Produzido originalmente para o jornal Tribuna de Minas.

     A educação é um dos direitos naturais do ser humano, sendo resguardado pela Constituição, que no Brasil garante o acesso a todos os brasileiros, desde o ensino primário até o superior. Apesar de tal garantia, não há vagas em escolas públicas para todos e a qualidade da educação oferecida nesse segmento é inferior à observada nos ensinos particulares e de outros países.

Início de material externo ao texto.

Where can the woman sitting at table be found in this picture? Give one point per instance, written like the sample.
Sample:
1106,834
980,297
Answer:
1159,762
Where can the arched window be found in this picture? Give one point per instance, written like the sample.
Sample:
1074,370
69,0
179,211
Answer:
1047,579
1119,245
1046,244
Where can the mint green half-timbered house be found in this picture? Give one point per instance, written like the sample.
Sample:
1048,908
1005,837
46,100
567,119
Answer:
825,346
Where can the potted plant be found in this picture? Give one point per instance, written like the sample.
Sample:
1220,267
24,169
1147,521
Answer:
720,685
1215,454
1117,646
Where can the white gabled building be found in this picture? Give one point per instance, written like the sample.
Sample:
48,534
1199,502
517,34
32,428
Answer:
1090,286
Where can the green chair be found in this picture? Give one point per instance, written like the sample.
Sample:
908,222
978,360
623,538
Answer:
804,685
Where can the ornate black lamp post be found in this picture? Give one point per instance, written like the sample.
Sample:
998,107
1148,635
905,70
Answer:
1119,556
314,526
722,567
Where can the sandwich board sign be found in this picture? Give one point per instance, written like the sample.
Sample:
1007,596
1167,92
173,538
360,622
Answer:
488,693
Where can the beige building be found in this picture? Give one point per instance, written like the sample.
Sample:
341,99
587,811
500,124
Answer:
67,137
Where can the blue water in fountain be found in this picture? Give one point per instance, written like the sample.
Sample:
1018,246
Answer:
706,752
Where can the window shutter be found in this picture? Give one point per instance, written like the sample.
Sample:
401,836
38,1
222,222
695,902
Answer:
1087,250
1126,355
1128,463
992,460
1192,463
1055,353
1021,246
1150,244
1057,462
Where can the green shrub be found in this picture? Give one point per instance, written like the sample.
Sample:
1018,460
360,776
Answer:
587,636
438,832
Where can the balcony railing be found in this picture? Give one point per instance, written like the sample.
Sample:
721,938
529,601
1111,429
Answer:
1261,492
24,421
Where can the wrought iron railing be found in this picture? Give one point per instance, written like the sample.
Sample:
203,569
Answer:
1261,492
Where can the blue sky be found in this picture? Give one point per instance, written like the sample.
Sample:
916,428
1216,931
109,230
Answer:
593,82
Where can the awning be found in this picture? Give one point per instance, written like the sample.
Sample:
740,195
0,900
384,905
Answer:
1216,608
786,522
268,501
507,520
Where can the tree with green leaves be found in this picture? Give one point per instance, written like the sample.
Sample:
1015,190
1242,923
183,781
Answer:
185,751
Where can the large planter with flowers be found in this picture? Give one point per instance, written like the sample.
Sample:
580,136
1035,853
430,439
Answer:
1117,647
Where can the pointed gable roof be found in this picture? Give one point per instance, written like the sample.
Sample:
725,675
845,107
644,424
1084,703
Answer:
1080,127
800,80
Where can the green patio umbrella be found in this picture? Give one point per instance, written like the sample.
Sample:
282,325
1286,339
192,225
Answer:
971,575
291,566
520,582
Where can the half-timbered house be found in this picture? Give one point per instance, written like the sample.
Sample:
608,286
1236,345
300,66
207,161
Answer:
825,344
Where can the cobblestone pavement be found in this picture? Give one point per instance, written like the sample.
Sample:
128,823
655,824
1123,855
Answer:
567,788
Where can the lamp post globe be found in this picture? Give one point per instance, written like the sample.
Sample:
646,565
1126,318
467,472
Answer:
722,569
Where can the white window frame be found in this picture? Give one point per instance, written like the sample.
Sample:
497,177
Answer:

No mês de dezembro de 2019, foram divulgados os resultados do Programa Internacional de Avaliação de Estudantes (PISA), em que o Brasil apresenta resultados alarmantes com relação aos outros países, alcançando o posto de 70° entre 80 países examinados.

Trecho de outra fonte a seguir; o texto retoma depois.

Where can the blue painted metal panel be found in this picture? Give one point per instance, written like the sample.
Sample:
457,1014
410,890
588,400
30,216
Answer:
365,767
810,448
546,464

     Na Zona da Mata, de acordo com o Censo Escolar de 2014, o número de alunos matriculados em escolas públicas diminuiu em 28,7% entre 2007 a 2015 (redução de 84 mil estudantes matriculados), fato ocorrido principalmente pela baixa taxa de reprovação dos estudantes e pelo abandono dos estudos, sendo maior a diminuição no setor de escolas federais, que apresentou redução de 44,2% no número de alunos matriculados. Em termos espaciais, os municípios de Juiz de Fora, Muriaé, Ubá e Manhuaçu congregam 35,2% de todos os estudantes de ensino médio da Zona da Mata, 34,8% de todos os estudantes do Fundamental 2 (segunda etapa do ensino fundamental oferecido na parte da manhã) e 37,3% dos estudantes do Fundamental 1, o que evidencia certa concentração na Zona da Mata do investimento em educação nesses quatro municípios.

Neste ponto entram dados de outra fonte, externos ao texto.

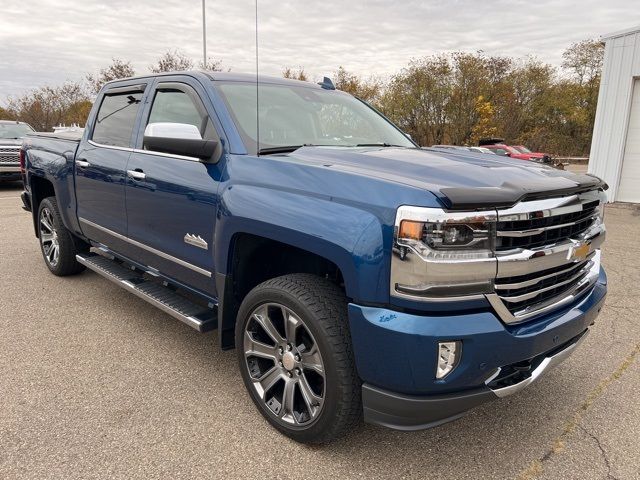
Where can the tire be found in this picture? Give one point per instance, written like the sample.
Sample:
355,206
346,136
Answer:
59,247
324,402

      Analisando os dados para o ensino superior, a concentração é ainda maior: 55% dos estudantes da Zona da Mata estão no município de Juiz de Fora, 20% em Viçosa e outros 25% espalhados em Muriaé, Ubá, Manhuaçu, entre outros. Dentre os cursos que apresentaram crescimento no número de matriculados estão os de Engenharia de Produção, Engenharia Elétrica, Engenharia Civil, Arquitetura, Direito e Psicologia. Entre aqueles que diminuíram seu número de matriculados estão os de Licenciatura de Educação Física, de Letras, o de Enfermagem, Gestão Ambiental, Serviço Social e História entre os anos de 2009 a 2014.

     De acordo com a pesquisa, todo ano ocorre o ingresso de 19,55 mil estudantes no ensino superior, havendo a conclusão de curso de apenas 9,06 mil estudantes/ano, gerando um aumento constante no nível de matriculados nas instituições. Entre todos aqueles que estavam matriculados no ensino superior em 2014, 23% estavam na Universidade Federal de Juiz de Fora, 15% na Universidade Federal de Viçosa, 6,4% na Faculdade Estácio de Sá em Juiz de Fora e 5,9% na Faculdade Salgado de Oliveira.

    De modo geral, o ensino na Zona da Mata se caracteriza como público, eficaz na captação de novos estudantes, tanto no ensino básico quanto no ensino superior, porém, devido aos últimos dados disponibilizados pelo INEP, o PISA não apresenta resultados satisfatórios, compreendendo-se que a qualidade do ensino nacional não esteja nos mesmos níveis do que o de outros países pelo mundo. Em se tratando de instituições públicas, os governantes e representantes da população deveriam demonstrar inquietação com relação a tais índices e propor reformas que vissem melhorar o rendimento intelectual dos alunos e, futuramente, seu acesso ao mercado de trabalho – emprego e renda para o País.